Further to the lengthy article by Antionio Regalado on Feb. 14, 2005, the Wall Street Journal on Feb. 18, 2005 had an editorial referring to the present matter:
Mr. Mann’s chart was both a scientific and political sensation. It contradicted a body of scientific work suggesting a warm period early in the second millennium, followed by a "Little Ice Age" starting in the 14th century. It also provided some visually arresting scientific support for the contention that fossil-fuel emissions were the cause of higher temperatures. Little wonder, then, that Mr. Mann’s hockey stick appears five times in the Intergovernmental Panel on Climate Change’s landmark 2001 report on global warming, which paved the way to this week’s global ratification–sans the U.S., Australia and China–of the Kyoto Protocol….

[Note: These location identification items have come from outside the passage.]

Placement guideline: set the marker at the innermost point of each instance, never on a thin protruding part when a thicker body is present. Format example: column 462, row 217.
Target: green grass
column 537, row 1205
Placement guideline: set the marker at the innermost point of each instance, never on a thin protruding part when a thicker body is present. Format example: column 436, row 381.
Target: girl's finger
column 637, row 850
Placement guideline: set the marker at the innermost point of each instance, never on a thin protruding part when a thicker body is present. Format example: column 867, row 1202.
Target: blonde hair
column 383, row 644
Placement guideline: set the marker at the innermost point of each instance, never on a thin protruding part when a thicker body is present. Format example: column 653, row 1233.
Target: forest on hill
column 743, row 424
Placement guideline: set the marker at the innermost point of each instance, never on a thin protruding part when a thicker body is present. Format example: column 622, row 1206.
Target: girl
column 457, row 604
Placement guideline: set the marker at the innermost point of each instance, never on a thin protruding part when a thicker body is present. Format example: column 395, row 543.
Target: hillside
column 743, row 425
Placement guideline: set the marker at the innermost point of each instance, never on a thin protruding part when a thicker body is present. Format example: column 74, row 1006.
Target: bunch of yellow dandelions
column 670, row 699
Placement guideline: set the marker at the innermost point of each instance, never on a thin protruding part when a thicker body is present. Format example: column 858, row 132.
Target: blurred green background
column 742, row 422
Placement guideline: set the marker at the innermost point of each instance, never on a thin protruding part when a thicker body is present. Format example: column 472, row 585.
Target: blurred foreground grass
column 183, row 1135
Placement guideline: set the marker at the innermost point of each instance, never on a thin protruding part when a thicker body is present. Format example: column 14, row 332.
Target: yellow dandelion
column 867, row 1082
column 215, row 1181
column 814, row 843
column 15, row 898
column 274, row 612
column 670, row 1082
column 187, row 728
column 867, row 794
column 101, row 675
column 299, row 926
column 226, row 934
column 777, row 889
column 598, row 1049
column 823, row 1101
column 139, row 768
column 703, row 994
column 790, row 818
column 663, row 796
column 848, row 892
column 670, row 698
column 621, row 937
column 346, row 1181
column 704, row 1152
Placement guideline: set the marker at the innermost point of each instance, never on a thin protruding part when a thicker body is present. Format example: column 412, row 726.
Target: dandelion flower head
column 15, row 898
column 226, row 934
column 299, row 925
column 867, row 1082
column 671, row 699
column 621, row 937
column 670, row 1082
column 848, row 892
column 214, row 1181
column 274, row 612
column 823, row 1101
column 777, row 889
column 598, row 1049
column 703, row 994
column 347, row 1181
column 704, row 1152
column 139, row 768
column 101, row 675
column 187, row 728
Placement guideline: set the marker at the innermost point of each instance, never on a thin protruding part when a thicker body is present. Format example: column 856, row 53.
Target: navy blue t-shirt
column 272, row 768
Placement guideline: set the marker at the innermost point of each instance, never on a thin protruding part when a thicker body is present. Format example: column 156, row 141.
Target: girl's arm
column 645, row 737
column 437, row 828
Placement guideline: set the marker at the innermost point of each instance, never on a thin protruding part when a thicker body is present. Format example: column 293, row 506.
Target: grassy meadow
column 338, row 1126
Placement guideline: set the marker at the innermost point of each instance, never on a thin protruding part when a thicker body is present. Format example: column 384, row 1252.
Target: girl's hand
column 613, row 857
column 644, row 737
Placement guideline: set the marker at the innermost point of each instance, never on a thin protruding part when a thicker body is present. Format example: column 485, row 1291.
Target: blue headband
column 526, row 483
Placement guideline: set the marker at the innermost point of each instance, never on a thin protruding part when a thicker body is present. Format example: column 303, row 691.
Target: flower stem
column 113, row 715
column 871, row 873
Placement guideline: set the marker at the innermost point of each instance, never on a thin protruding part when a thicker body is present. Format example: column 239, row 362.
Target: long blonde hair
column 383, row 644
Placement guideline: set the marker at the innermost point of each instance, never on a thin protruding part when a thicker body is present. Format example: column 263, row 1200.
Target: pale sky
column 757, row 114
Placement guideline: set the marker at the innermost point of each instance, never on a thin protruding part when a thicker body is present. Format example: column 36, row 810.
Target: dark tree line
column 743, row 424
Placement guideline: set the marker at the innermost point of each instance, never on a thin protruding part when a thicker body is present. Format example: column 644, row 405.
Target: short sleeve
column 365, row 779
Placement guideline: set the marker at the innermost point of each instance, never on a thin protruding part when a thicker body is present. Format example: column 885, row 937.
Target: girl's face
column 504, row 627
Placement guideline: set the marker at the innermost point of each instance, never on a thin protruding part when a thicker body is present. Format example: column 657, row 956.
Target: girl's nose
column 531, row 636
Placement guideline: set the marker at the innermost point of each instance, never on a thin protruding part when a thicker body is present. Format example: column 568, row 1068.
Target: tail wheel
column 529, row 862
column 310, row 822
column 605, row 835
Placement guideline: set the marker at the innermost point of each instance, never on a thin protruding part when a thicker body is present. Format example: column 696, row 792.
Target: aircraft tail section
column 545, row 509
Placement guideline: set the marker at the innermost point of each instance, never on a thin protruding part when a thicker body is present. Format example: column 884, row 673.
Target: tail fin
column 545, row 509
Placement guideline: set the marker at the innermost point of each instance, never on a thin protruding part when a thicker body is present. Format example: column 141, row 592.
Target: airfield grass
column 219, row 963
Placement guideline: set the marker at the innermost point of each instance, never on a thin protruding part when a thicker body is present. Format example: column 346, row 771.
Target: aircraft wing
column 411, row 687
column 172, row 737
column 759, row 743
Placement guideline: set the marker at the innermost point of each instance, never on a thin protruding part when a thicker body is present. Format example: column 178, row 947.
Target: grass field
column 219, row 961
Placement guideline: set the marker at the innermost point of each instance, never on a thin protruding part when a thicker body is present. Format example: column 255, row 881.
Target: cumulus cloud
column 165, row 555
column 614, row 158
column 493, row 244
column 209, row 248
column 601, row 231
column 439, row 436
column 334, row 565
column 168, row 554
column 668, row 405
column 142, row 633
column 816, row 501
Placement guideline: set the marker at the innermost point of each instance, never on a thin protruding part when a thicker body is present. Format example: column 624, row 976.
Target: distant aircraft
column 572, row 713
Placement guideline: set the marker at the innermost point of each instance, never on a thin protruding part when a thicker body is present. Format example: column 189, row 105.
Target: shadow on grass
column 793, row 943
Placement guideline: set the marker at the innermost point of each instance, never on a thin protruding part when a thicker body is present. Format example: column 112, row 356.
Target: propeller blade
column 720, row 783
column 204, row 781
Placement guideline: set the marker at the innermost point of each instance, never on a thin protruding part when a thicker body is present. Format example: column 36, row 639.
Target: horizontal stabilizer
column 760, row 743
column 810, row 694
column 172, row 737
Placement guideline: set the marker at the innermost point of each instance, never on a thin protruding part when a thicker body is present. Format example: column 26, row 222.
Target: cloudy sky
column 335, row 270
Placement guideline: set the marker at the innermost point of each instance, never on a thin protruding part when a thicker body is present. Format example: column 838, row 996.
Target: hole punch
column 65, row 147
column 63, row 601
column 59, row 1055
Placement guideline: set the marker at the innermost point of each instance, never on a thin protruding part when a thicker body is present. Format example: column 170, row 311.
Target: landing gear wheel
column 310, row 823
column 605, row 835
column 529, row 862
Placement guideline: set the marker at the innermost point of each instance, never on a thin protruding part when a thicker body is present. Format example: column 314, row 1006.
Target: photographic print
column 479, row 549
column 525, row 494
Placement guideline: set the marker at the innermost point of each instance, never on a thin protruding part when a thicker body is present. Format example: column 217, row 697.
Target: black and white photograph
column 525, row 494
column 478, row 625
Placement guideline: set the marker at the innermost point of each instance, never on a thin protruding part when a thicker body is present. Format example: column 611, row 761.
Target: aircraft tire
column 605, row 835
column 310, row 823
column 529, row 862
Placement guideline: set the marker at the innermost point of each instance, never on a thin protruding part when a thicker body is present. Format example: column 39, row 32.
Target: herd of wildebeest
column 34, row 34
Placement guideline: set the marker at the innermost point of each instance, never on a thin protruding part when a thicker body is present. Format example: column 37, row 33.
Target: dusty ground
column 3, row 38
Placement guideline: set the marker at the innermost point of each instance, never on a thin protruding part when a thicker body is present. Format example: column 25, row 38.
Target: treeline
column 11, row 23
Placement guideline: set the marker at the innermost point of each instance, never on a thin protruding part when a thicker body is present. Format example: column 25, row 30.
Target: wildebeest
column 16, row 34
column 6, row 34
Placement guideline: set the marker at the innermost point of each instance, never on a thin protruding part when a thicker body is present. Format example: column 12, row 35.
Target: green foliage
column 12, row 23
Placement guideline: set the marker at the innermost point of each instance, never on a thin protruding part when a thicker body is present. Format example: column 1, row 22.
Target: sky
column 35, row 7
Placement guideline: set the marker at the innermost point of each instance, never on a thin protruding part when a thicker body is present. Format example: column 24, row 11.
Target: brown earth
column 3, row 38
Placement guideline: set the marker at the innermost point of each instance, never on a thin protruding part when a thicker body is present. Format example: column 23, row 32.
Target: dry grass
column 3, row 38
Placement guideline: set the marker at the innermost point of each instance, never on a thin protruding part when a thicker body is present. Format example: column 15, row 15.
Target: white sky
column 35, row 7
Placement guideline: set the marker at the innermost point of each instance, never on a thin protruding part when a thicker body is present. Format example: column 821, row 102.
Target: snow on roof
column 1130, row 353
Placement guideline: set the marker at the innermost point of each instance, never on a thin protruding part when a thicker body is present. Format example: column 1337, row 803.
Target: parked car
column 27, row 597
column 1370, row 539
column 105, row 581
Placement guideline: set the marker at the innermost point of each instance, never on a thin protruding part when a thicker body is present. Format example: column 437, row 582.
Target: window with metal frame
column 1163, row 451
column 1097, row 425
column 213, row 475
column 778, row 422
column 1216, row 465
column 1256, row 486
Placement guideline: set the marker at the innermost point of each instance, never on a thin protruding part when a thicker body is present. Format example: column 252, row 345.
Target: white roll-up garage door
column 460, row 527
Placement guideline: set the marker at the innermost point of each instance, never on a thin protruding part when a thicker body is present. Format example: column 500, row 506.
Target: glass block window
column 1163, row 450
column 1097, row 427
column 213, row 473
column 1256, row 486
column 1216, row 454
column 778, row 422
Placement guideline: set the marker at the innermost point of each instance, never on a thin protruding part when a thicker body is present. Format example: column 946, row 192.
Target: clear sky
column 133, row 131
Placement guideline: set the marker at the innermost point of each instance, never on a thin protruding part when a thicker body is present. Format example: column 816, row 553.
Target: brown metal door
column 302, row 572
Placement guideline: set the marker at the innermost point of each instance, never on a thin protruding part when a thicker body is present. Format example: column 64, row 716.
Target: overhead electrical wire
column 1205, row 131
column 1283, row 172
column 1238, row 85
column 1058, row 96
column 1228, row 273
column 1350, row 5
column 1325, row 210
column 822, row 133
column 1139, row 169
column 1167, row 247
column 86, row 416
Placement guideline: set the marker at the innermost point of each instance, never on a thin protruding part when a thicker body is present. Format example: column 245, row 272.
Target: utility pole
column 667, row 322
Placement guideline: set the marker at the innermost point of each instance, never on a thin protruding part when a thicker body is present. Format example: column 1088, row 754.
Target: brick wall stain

… as the Journal’s Antonio Regalado reported Monday, Mr. Mann tried to shut down debate by refusing to disclose the mathematical algorithm by which he arrived at his conclusions. All the same, Mr. Mann was forced to publish a retraction of some of his initial data, and doubts about his statistical methods have since grown. Statistician Francis Zwiers of Environment Canada (a government agency) notes that Mr. Mann’s method "preferentially produces hockey sticks when there are none in the data." Other reputable scientists such as Berkeley’s Richard Muller and Hans von Storch of Germany’s GKSS Center essentially agree…
It says something that it took two non-climate scientists to bring Mr. Mann’s errors to light.
But the important point is this: The world is being lobbied to place a huge economic bet–as much as $150 billion a year–on the notion that man-made global warming is real. Businesses are gearing up, at considerable cost, to deal with a new regulatory environment; complex carbon-trading schemes are in the making. Shouldn’t everyone look very carefully, and honestly, at the science before we jump off this particular cliff?